“What a foolish question!”

“You’re mistaken,” said she. “Any woman would like you, and if a woman fell in love with you she’d be crazy about you.”

He laughed boyishly as at a huge joke.

“You’re a peculiar sort of man—a sort not many women would appreciate. If you find one who does, you’ll see that I was right. She’ll be a peculiar sort of woman and she’ll belong to you.”

There was pathos in his expression of gratitude. She saw it, understood it—and the tears welled into her eyes. What a lonely, fascinating figure of a man—so different from all other men—so modest about himself—and with such incredibly luminous eyes, tender yet strong. She was looking directly at him. The changing expression of his eyes terrified her—fascinated her. He stood up, and his gesture compelled her to stand also—and to look at him. He stretched out his powerful arm. She tried to draw back; she could not.

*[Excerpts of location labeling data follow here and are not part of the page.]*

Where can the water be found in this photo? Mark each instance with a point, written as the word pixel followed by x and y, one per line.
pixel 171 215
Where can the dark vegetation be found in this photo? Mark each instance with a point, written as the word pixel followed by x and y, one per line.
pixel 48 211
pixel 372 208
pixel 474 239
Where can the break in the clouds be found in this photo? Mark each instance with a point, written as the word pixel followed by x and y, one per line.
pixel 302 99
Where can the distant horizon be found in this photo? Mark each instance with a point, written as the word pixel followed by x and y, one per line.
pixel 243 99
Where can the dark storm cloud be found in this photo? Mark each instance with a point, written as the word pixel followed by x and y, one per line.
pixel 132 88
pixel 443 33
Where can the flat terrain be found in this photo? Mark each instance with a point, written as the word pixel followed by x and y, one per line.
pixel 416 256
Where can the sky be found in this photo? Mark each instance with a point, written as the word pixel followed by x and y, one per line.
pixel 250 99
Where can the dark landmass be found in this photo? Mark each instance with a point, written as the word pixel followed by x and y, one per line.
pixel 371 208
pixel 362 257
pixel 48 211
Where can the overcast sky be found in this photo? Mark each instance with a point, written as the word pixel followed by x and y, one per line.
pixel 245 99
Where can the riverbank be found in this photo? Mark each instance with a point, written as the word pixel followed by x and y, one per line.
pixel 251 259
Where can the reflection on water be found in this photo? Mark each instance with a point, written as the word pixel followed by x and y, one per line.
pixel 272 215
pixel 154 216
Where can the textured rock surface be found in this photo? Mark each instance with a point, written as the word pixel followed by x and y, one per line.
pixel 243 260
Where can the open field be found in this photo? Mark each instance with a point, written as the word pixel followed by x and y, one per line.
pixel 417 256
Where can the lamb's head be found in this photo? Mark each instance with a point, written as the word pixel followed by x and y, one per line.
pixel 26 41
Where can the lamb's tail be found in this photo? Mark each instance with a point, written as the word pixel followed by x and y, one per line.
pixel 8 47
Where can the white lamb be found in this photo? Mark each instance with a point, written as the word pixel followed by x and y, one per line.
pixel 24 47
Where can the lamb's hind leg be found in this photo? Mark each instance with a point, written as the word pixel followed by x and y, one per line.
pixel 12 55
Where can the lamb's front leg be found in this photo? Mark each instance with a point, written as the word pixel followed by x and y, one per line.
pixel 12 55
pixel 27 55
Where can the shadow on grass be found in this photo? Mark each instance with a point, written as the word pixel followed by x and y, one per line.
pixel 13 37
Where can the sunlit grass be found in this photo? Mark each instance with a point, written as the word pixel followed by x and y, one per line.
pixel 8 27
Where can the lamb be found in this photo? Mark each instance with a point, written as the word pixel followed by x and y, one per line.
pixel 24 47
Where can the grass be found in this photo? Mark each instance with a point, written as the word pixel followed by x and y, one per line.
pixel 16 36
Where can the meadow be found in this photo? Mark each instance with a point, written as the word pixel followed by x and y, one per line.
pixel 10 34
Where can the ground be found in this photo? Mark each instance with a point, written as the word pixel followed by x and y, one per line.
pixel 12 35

“I believe,” said he in an awed, hushed voice, his eyes looking at her wonderingly, “I believe you are the woman.”

He had misunderstood, she said to herself. Then— “No,” she thought, “I’ve been leading him on. What a foolish, bad thing to do! And he thinks I was in earnest—when nothing could induce me——”

He interrupted her thoughts with, “Yes—you are the woman!”

He had her shoulders in his grasp now and was looking down at her with an expression of sheer amazement, mingled with a tenderness that sent a thrill and a hot wave of—yes, of delight—through her. This man— She, Eleanor Clearwater, tolerate the touch of this man and—delight in it!

“That is absurd!” she cried hysterically. She looked at him with pleading eyes. “Let me go—please.”